Project Status: In Development
A repository for a Multimodal Conversational Pipeline.
This repository contains the code for a research project focused on developing a multimodal conversational pipeline. This pipeline aims to analyze and interpret both verbal and nonverbal cues within dyadic conversations, enabling the generation of contextually relevant responses and realistic facial animations. The project is currently under active development, and the codebase is in construction.
Project Summary:
The research explores the creation of a system that can effectively understand and participate in two-way conversations. The core objective is to train a neural network model capable of processing both spoken words and movements to generate appropriate responses.
Technical Approach:
The project utilizes a multimodal training pipeline that leverages various technologies and techniques, including:
- MediaPipe: Extracts facial and pose landmarks from video data to capture nonverbal cues.
- Principal Component Analysis (PCA): Reduces the dimensionality of facial and pose data while retaining essential information about movement dynamics.
- Whisper and WhisperX: Transcribes spoken words into text and provides accurate word-level timestamps.
- BERT: Generates context-relevant embedding vectors for spoken words to capture semantic and temporal context.
- Transformer Model: Predicts future movements and spoken words based on a context window of past movements and spoken words.
Pipeline Definition:
The training pipeline focuses on capturing the temporal context of facial dynamics and spoken words within dyadic conversations. Key steps include:
- Landmark Extraction and Normalization: MediaPipe extracts facial and pose landmarks, which are then normalized to account for individual differences in size and shape.
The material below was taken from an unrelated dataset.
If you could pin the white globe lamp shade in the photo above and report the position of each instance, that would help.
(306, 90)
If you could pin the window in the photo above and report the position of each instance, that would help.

- Dimensionality Reduction: PCA is applied to both facial and pose data separately to reduce dimensionality while preserving key movement information.
- Speech Transcription and Embedding: Whisper and WhisperX transcribe spoken words and provide timestamps, while BERT generates context-relevant embeddings for these words.
- Dynamic Prediction: A transformer model uses a context window of past movements and spoken words to predict future movements and spoken words for both conversation participants.
Future Development:
The repository will be updated as the project progresses. Future development plans include:
- Implementing the code for a the full pipeline.
- Training and publishing the prediction model.